La salle des serveurs est désormais un champ de bataille

J'ai passé dix ans à considérer l'uptime comme un problème d'ingénierie. Le hardware tombe en panne. Le software a des bugs. Les réseaux se partitionnent. On planifie pour l'entropie, pas pour l'intention.

J'écrivais autrefois des disaster recovery plans qui supposent que la menace est une inondation, une coupure de courant, un deploy mal configuré. C'était le monde d'avant mars.

Le 1er mars, des drones Shahed iraniens ont frappé deux data centers d'AWS aux Émirats arabes unis et une troisième installation au Bahreïn, selon Reuters — la première attaque militaire délibérée contre une infrastructure cloud commerciale dans l'histoire. La campagne n'a fait qu'escalader depuis : une autre installation d'Amazon a été touchée le 1er avril et un data center d'Oracle à Dubaï le 2 avril. L'IRNA, l'agence de presse d'État iranienne, liste désormais ouvertement les entreprises tech américaines comme cibles légitimes.

Il y a maintenant des drones militaires dans le threat model, et je reviens sans cesse à une implication plus discrète dont personne ne parle.

Les personnes qui maintiennent l'infrastructure viennent de devenir des travailleurs de la défense.

Pas dans le sens dramatique de l'affiche de cinéma. Dans le sens épuisant et ingrat du terme. L'ingénieur on-call chez un cloud provider régional porte désormais un poids qui appartenait autrefois à des gens en uniforme. Son pager ne signifie plus seulement qu'un client ne peut pas charger un dashboard. Cela peut signifier qu'un hôpital perd des dossiers. Qu'une chaîne logistique s'arrête. Qu'un bureau gouvernemental tombe dans l'obscurité.

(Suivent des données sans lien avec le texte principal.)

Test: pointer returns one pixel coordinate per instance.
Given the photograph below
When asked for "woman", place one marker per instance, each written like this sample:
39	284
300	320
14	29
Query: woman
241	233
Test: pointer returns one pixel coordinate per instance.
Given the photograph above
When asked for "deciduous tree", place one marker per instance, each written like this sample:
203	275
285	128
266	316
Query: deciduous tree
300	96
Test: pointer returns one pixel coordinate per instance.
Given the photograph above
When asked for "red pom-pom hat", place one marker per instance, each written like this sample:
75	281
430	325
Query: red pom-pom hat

On ne s'est pas inscrit pour ça. La plupart d'entre nous sont allés dans l'ops parce qu'on aimait faire tourner les systèmes. On aimait la satisfaction d'un deploy propre, d'une base de données bien tuned, d'un dashboard de monitoring tout en vert. On aimait résoudre des puzzles.

Maintenant le puzzle inclut des nation-state actors, et les enjeux ne sont pas un SLA credit — c'est la continuité humaine.

Je n'ai pas de framework pour ça. Pas de checklist. Pas de guide de remédiation en cinq étapes.

Ce que j'ai, c'est une observation : les conversations dans les canaux ops ont changé. Les gens posent des questions sur la distribution géographique non pour la latence — pour la survie. Ils posent des questions sur l'on-prem non pour la compliance — pour la souveraineté. Ils font des tabletop exercises qui semblaient paranoïaques et qui semblent maintenant en retard.

La salle des serveurs a toujours été une infrastructure critique. On faisait juste semblant que non parce que personne ne tirait dessus.

Si tu es en ops ce soir, à maintenir quelque chose qui compte — et tout compte — je te vois. Le travail a changé sous tes pieds sans prévenir, sans mise à jour de titre, sans augmentation 🧘

Prends soin de tes systèmes. Prends soin de toi. Les deux sont load-bearing maintenant.